Map objects within a HDF5 file and create a dataset namespace
Project description
hdfmap
Map objects within an HDF5 or NeXus file and create a dataset namespace.
| Source | https://github.com/DiamondLightSource/hdfmap |
|---|---|
| PyPI | pip install hdfmap |
| Documentation | https://diamondlightsource.github.io/hdfmap/ |
| Releases | https://github.com/DiamondLightSource/hdfmap/releases |
TL;DR - Usage
from hdfmap import create_nexus_map, load_hdf
# HdfMap from NeXus file - get dataset paths:
m = create_nexus_map('file.nxs')
m['energy'] # >> '/entry/instrument/monochromator/energy'
m['signal'] # >> '/entry/measurement/sum'
m['axes0'] # >> '/entry/measurement/theta'
m.get_image_path() # >> '/entry/instrument/pil3_100k/data'
# load dataset data
with load_hdf('file.nxs') as nxs:
path = m.get_path('scan_command')
cmd = nxs[path][()] # returns bytes data direct from file
cmd = m.get_data(nxs, 'scan_command') # returns converted str output
cmd = m.eval(nxs, 'scan_command.strip()') # returns evaluated output
string = m.format_hdf(nxs, "the energy is {energy:.2f} keV")
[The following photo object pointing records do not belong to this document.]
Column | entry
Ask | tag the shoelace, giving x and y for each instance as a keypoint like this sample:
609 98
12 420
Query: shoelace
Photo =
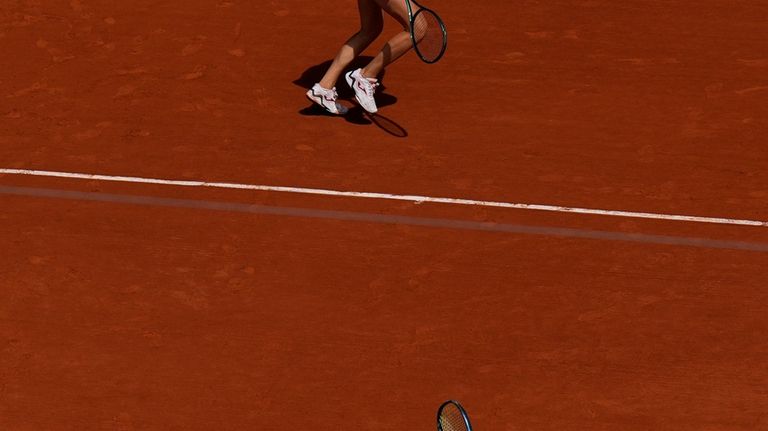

d = m.get_dataholder(nxs) # classic data table, d.scannable, d.metadata
xlabel, ylabel = m.generate_ids('axes', 'signal') # return path identifier of name
# new in V1.0.0 - evaluate name based expressions in the original file
m('signal / count_time') # >> numpy array
# Shortcuts - single file reloader class (provides direct access to data)
from hdfmap import NexusLoader
scan = NexusLoader('file.hdf')
[data1, data2] = scan.get_data(['dataset_name_1', 'dataset_name_2'])
data = scan.eval('dataset_name_1 * 100 + 2')
string = scan.format('my data is {dataset_name_1:.2f}')
roi_sum = scan.eval('d_IMAGE[..., 90:110, 200:240].sum(axis=(-1, -2))')
# Shortcuts - multifile load data (generate map from first file)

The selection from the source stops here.